The underlying distribution can be plotted by using the `kde` keyword argument. As it is not possible to visualize density maps as overlays, a dropdown menu is created to switch between data slices.

In [19]:
df = px.data.tips()

fig = statsplot.jointplot(data=df,
                          x="total_bill",
                          y="tip",
                          step=False,
                          rug=True,
                          kde=True,
                          hist=False,
                          fit='linear',
                          plot_type='scatter+kde',
                          equal_bins_x=False,
                          bins_x=20,
                          color_palette="Set2",
                          kde_color_palette="greens",
                          slicer='sex',
                          shared_coloraxis=True,
                          marginal_plot="all"
                         )
fig.show()

In [23]:
df = px.data.tips()

fig = statsplot.jointplot(
    data=df,
    x="total_bill",
    y="tip",
    step=False,
    rug=True,
    kde=False,
    hist=True,
    plot_type='histogram',
    equal_bins_x=False,
    bins_x=20,
    color_palette="bone",
    kde_color_palette="reds",
    slicer='sex',
    marginal_plot="x"
)
fig.show()

The `histmap` plot type is useful to draw a distribution along unique values of another dimension.
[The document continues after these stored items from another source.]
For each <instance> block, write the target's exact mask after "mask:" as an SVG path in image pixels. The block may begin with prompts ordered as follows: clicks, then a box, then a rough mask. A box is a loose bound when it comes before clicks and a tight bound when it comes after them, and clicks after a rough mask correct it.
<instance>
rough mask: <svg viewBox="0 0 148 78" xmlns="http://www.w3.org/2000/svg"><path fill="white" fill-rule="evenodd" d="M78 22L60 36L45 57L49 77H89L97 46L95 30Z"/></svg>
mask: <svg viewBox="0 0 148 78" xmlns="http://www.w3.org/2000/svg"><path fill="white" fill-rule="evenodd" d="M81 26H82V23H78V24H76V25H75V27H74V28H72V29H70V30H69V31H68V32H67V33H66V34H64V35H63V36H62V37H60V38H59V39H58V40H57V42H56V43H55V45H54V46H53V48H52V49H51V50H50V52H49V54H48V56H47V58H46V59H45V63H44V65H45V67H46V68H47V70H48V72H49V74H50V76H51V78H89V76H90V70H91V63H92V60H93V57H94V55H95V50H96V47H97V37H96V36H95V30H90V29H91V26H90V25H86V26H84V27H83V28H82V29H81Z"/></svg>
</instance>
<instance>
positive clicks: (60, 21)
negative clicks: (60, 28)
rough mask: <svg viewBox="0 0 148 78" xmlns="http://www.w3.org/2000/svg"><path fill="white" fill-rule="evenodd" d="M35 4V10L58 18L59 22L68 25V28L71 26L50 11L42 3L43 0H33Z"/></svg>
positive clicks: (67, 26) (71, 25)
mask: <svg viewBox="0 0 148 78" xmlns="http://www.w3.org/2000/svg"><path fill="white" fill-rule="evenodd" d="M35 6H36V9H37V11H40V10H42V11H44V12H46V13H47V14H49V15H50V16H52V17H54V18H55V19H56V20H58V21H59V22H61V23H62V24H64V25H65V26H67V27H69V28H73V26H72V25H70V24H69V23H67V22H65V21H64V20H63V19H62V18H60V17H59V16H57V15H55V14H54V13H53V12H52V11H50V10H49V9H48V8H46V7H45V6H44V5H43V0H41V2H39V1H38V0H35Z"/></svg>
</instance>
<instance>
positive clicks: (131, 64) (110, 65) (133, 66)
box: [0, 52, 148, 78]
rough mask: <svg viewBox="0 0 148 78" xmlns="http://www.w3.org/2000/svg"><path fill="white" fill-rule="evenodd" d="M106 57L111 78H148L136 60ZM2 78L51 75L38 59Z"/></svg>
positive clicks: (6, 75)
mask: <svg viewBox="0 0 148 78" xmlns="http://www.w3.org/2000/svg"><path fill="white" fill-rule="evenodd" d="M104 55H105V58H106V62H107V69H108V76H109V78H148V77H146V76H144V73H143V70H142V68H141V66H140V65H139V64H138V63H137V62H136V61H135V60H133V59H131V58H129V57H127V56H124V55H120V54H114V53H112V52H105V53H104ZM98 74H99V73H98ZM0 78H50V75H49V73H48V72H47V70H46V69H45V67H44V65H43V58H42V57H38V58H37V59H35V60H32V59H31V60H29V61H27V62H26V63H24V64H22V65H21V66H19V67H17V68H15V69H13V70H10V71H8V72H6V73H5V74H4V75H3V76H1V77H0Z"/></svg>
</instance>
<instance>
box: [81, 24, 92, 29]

In the plot below, we display histogram of stock value for each month :

In [21]:
df = px.data.stocks().set_index('date')
df.index = pd.DatetimeIndex(df.index, yearfirst=True, name="date")

fig = statsplot.jointplot(data=df.melt(ignore_index=False,
                                       var_name="company",
                                       value_name='stock_value'),
                          y="stock_value",
                          x="date",
                          plot_type='x_histmap',
                          marginal_plot="y")
fig.show()